Venom
#7
June 2007

Venom
Venom









 

Brock watched Jen’s chest rise and fall as she slept, curled up under his arm. She looked so small lying on his chest. Such a fragile and trusting woman. How did I ever get so lucky, Brock thought. He couldn’t remember the last time he felt so naturally happy. That was the key. Brock had found this little patch of happiness himself. There was nothing alien or induced about it like when the symbiote would tickle his psyche with its horrid manipulations.

Jen was so vulnerable right now. Completely at Brock’s mercy. He could and would have done any number of things to her were he still bound to his other. His other? Where had that thought come from? He hadn’t used that identifier since before his therapy.

There is no other, Brock told himself. It’s just me. Just Brock Edwards. Well, Eddie Brock is still down there somewhere but he’s no threat.

It would have been so easy for him to--Brock held his breath.

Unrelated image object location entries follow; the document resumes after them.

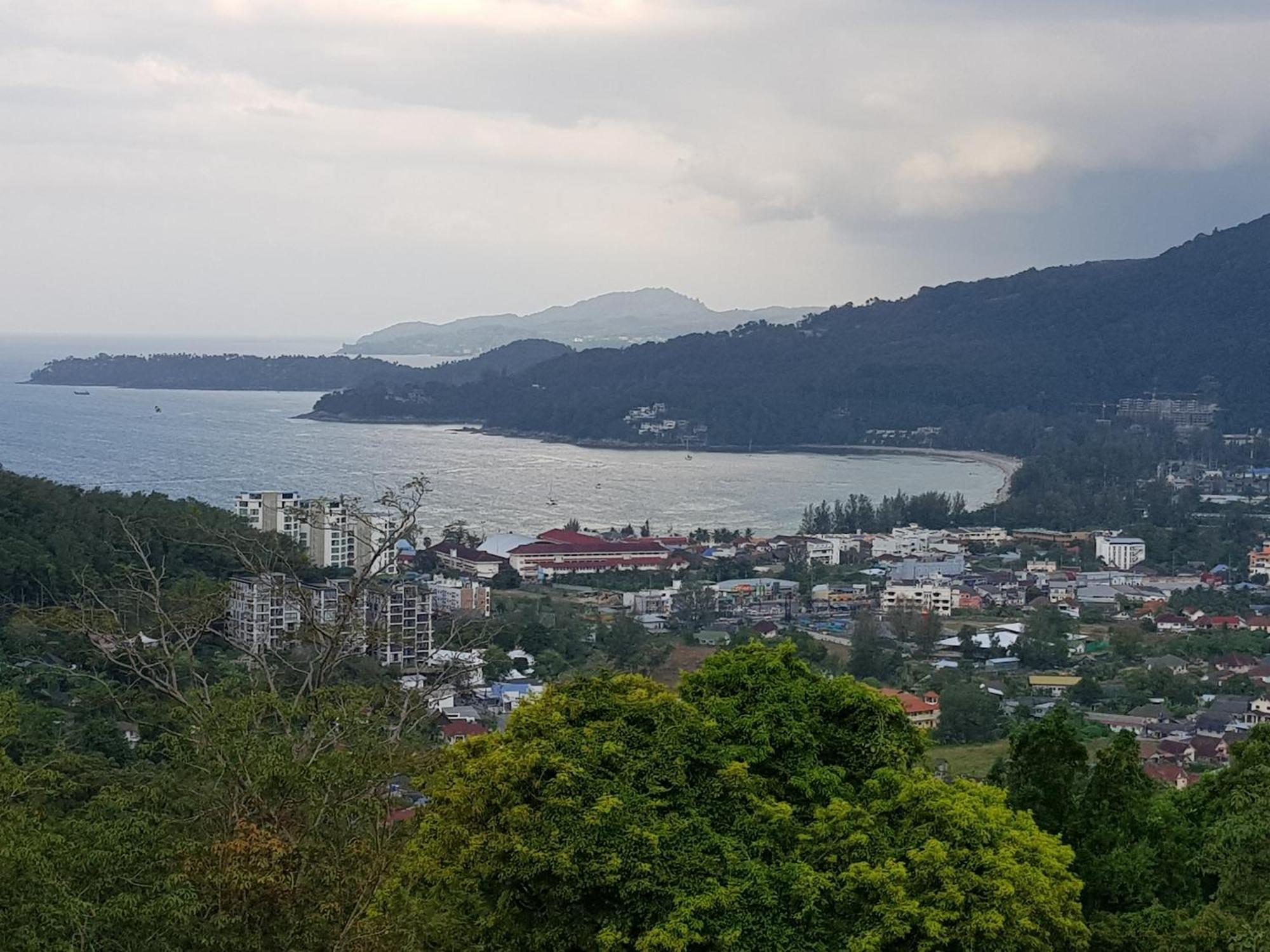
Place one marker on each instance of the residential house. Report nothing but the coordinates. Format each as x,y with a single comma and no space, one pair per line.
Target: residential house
1053,685
1172,775
454,732
923,713
468,562
1166,663
1236,663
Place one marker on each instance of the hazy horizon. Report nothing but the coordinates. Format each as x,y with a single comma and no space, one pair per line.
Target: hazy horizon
331,168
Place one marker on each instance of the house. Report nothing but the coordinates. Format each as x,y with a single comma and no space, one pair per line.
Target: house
1172,775
923,713
1221,621
1120,552
1153,713
1236,663
1053,685
468,562
1211,751
454,732
1179,752
921,597
562,552
1166,663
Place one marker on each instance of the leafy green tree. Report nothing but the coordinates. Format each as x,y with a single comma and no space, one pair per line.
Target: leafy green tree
1045,640
614,814
872,656
1046,770
968,715
1111,831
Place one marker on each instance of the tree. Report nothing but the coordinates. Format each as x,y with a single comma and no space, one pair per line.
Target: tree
1046,770
614,814
1111,831
1127,643
968,715
1045,640
872,656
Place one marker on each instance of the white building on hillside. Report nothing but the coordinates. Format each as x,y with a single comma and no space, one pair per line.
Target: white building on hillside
1121,552
920,597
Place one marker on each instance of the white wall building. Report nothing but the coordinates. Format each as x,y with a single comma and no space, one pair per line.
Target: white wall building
920,597
1121,552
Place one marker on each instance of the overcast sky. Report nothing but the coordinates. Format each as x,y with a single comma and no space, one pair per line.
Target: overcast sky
330,167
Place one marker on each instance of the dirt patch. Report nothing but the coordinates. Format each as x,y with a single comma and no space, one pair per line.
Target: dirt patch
683,658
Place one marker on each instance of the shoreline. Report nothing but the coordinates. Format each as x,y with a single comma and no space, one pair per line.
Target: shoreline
1005,465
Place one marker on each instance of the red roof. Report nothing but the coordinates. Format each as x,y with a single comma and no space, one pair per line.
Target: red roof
589,545
1170,775
459,731
911,703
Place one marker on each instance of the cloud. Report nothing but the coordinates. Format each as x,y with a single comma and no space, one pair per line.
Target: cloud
346,163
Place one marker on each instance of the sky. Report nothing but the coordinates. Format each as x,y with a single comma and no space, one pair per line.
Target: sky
285,168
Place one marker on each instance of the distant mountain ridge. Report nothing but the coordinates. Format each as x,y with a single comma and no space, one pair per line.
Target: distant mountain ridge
285,373
989,365
618,319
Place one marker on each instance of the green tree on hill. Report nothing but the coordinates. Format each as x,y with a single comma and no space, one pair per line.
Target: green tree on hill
764,808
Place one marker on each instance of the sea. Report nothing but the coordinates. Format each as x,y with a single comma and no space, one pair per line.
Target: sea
213,445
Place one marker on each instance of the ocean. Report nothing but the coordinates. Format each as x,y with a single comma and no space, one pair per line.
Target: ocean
213,445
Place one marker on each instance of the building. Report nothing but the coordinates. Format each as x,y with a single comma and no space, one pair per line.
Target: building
981,536
1121,552
332,532
468,562
1259,560
920,597
271,512
460,597
399,625
565,553
1052,685
270,612
923,713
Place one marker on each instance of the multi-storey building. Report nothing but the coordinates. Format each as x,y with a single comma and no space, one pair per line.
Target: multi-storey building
271,611
399,623
920,597
1121,552
460,597
333,532
272,511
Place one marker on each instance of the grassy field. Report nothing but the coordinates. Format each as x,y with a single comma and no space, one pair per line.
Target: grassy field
975,761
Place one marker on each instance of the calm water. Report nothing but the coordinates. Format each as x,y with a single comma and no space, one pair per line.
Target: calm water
215,445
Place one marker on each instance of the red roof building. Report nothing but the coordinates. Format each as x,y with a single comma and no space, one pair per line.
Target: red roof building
924,713
562,552
454,732
1172,775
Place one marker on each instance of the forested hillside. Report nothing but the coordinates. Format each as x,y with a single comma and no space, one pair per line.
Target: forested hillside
286,373
991,362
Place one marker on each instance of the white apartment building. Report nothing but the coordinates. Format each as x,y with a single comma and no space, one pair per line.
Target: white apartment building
460,597
401,625
911,541
335,532
393,623
920,597
1121,552
271,511
982,535
264,612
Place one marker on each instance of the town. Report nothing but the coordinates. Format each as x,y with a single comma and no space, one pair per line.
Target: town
1031,619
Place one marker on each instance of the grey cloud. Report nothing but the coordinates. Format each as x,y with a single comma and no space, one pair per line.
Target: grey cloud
333,163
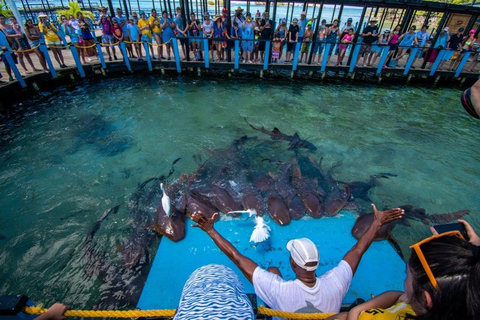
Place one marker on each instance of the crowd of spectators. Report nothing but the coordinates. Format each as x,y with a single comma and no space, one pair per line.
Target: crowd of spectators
252,32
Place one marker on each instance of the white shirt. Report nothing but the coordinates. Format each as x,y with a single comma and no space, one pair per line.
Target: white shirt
293,296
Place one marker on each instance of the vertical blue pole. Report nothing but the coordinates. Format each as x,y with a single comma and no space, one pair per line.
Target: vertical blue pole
266,54
325,56
44,50
147,55
437,62
295,56
410,61
353,61
237,49
383,58
8,56
206,55
100,56
125,55
462,64
177,56
61,34
13,66
73,49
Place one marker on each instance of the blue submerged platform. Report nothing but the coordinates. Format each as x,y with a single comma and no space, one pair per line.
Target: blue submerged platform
381,268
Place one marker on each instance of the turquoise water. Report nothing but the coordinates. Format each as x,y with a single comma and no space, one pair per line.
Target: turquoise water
85,149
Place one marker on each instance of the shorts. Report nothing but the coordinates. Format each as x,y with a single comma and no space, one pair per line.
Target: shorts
318,47
448,54
5,61
305,47
108,39
366,48
54,43
34,43
146,38
261,45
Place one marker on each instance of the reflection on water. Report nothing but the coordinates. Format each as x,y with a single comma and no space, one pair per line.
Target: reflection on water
73,157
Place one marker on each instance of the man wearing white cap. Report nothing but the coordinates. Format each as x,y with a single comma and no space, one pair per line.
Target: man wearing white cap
307,292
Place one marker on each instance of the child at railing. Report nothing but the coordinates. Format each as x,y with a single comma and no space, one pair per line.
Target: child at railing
132,29
277,45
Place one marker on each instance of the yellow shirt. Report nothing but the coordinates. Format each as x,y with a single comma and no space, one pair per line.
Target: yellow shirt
156,26
49,32
144,22
396,312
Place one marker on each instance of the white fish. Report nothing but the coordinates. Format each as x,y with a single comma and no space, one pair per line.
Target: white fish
261,232
251,212
165,201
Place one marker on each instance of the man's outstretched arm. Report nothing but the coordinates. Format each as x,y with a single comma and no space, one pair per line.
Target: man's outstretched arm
355,254
246,265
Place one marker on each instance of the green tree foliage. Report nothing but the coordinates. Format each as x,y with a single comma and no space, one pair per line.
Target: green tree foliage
73,9
3,9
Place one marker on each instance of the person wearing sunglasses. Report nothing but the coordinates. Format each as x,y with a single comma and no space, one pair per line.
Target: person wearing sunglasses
443,277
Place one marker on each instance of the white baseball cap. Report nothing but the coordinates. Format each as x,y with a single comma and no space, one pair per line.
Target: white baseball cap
304,251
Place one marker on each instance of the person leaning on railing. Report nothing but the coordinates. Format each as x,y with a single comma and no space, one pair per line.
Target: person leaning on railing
443,281
318,294
471,100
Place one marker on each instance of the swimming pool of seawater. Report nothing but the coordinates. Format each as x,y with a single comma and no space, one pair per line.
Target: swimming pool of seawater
81,151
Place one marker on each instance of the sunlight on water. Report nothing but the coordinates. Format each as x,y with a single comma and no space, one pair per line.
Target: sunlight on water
81,152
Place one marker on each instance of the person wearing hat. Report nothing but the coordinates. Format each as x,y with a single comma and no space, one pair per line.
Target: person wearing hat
145,28
302,23
51,37
157,33
207,27
248,34
347,27
266,26
238,17
219,36
440,44
321,294
467,46
105,22
307,37
322,34
282,32
194,28
370,35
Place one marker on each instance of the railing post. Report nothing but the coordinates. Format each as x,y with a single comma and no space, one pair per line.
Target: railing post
383,58
353,61
13,66
147,55
206,53
177,56
237,49
411,59
295,56
325,56
44,50
76,58
123,49
266,55
437,62
100,56
462,64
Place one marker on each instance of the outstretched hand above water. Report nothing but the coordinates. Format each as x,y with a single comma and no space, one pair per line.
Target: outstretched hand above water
387,216
202,221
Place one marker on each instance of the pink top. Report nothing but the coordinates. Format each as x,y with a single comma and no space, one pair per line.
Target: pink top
394,38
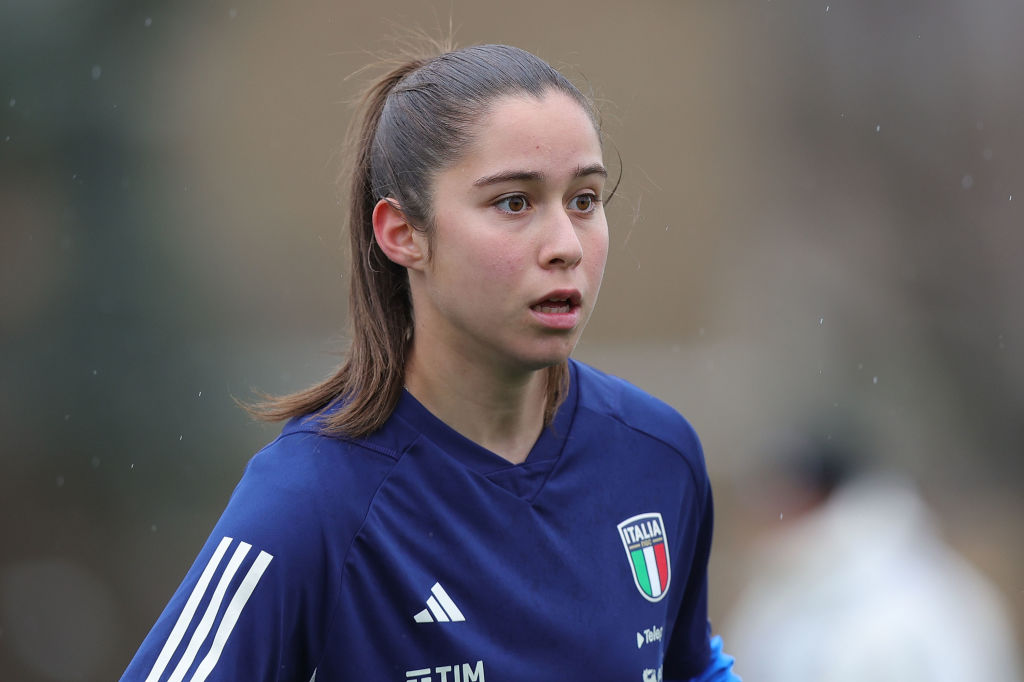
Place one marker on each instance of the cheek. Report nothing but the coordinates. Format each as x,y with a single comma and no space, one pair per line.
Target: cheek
596,251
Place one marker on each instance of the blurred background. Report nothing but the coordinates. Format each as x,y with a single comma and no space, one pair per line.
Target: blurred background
817,240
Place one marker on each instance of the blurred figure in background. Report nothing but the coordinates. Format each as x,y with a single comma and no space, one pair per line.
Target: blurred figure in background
853,583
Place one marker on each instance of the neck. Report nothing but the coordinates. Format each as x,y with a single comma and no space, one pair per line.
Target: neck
502,413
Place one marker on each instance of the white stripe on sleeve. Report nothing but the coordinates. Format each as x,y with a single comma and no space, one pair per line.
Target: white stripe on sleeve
446,602
188,611
211,613
231,615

A thread-thin, black tendril poked out from under Jen’s head. It tapped its way across her cheek. What the hell was going on?

tap-tap-tap

The wiggling thread made its way across her porcelain skin. It closed the inches from cheek to mouth. Jen slept with her mouth slightly open and the thread was doing what? Probing? Where the hell had it come from? A pulse later and the thread doubled in size.

We need to eat, Brock. We cannot go on alone. Let us take this one and we can go--

“No... no, this ain’t possible,” Brock whispered. He looked at his hand. His inky, jett-black hand that lay just beyond Jen’s head.

“No. Please, no.”

Hush, Eddie. Sleep now.

Sleep...


MARVEL 2000 PRESENTS...

"SERIAL TENDENCIES"
Part IV: Brutal Honesty

Written by Eric Faynberg and C. William Russette

 

Open your eyes, Brock, a voice said.

His eyes opened. Wow. He looked around and recognized his surroundings immediately. He was standing on top of the Empire State Building. To the right, a portion of Madison Square Garden, and New Jersey just past that. The Chrysler building to the left, and across the East River, Queens. Following the river south, he saw where it merged with the Hudson. Lady Liberty was a beautiful sight in the distance.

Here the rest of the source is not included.